Ons schoolplein
 

Nieuws

19 februari 2021

Herdenken inval IJssalon Koco, oorlogsmonument van de 3e Daltonschool

Vandaag is het 80 jaar geleden dat vlakbij onze school op Van Woustraat 149 een inval plaatsvond bij IJssalon Koco. Deze inval had verstrekkende gevolgen…. zoals de razzia in de Jodenhoek bij het Waterlooplein op 22 en 23 februari 1941, die een paar dagen later mede aanleiding voor de Februaristaking was. De gevolgen waren ook groot voor de eigenaren van de IJssalon, de twee gevluchte Duitse Joden Ernst Cahn en Alfred Kohn en hun families. 

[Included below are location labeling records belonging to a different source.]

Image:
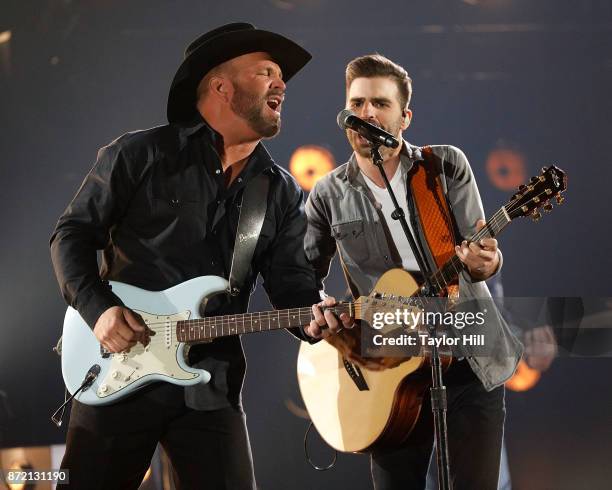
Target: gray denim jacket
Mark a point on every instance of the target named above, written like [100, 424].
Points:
[343, 215]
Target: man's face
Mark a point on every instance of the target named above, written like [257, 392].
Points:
[377, 101]
[259, 92]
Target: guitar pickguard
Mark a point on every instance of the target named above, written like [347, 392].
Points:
[159, 357]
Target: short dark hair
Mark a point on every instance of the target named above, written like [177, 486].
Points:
[377, 65]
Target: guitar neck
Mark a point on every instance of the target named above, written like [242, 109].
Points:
[210, 328]
[447, 274]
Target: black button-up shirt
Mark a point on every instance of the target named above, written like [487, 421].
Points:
[156, 203]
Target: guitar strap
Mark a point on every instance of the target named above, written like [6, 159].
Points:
[250, 220]
[433, 210]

In mei 2019 deed de 3e Daltonschool mee aan het project ‘Oorlog in mijn buurt’. Natuurlijk wilden wij als school ook aandacht voor het door ons geadopteerde oorlogsmonument van de IJssalon. Drie kinderen uit de toenmalige groep 8 interviewden twee familieleden van Ernst Cahn en hielden hier een presentatie over. Hieronder het interview en een aantal foto’s van de ontmoeting.


Preview foto
“Ernst werd zwaar mishandeld, maar liet geen namen los”

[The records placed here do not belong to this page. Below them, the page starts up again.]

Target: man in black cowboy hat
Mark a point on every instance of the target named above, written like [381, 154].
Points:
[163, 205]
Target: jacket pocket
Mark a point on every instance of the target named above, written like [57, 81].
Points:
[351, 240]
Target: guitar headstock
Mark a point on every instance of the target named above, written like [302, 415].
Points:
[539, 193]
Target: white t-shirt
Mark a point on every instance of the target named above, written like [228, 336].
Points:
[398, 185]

IJssalon Koco aan de Van Woustraat werd gerund door twee Joodse mannen, Alfred Kohn en Ernst Cahn. De ijssalon staat bekend als een belangrijke plek waar het verzet samenkwam. Bing, Dante, Niassa en Teuntje - van de nabijgelegen 3e Daltonschool - spraken met Freerk van der Meulen en zijn neef Frank; hun opa was de broer van Ernst Cahn. Ze wisten veel te vertellen over de familie en de geschiedenis van de ijssalon. Na afloop wandelden ze naar de plaquette op de plek waar vroeger de ijssalon zat.

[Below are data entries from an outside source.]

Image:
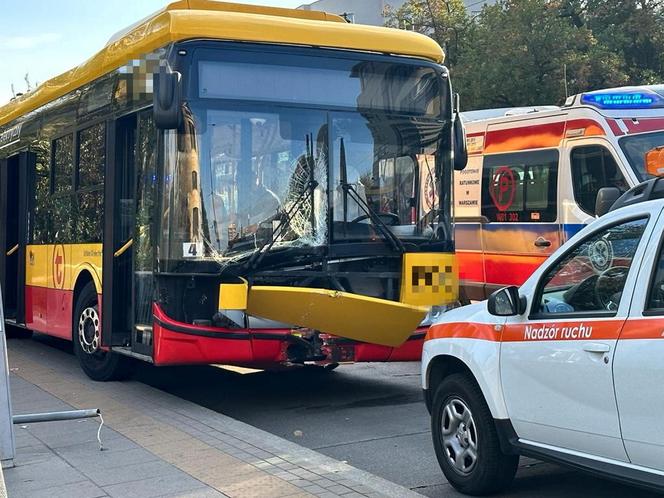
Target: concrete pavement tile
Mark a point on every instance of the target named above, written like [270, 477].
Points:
[83, 489]
[87, 458]
[32, 454]
[201, 493]
[259, 487]
[173, 484]
[313, 489]
[41, 475]
[338, 489]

Wat weten jullie over het verzet in de ijssalon?

Freerk: ‘Vanaf 1941 kwamen er regeltjes voor Joden. Ze mochten niet meer naar de film of naar het park. Ze mochten heel veel niet meer. Veel mensen waren het daar niet mee eens. Zij gingen zich actief verzetten tegen de Duitsers. Dat deden ze door knokploegen op te richten. Als zo’n ploeg dan een clubje NSB’ers tegenkwam, gingen ze hen met knuppels te lijf. Ernst Cahn zat ook bij zo’n knokploeg hier in de buurt.’

Frank: ‘Koco had meerdere locaties en volgens mijn moeder hadden ze bij Koco het beste ijs uit de buurt. Schuin tegenover de locatie in de Van Woustraat had een NSB’er ook een ijswinkel, maar die liep niet zo goed omdat Koco lekkerder ijs had. Daar waren de NSB’ers natuurlijk jaloers op. De Joodse knokploeg kwam altijd samen in de ijssalon om te vergaderen. De NSB’ers kwamen regelmatig langs om te pesten. Op 19 februari 1941 dacht Ernst Cahn dat de NSB’ers weer voor de deur stonden, maar het was de Duitse politie. Ze kwamen hem en de knokploeg arresteren.’

Wat is er na de arrestatie met Ernst Cahn gebeurd?

Frank: ‘Na zijn arrestatie is Ernst naar de gevangenis in Scheveningen gebracht, waar hij is ondervraagd. Hij is ter dood veroordeeld en uiteindelijk geëxecuteerd op de Waalsdorpervlakte in de duinen bij Den Haag. Alfred Kohn is overleden in concentratiekamp Auschwitz.’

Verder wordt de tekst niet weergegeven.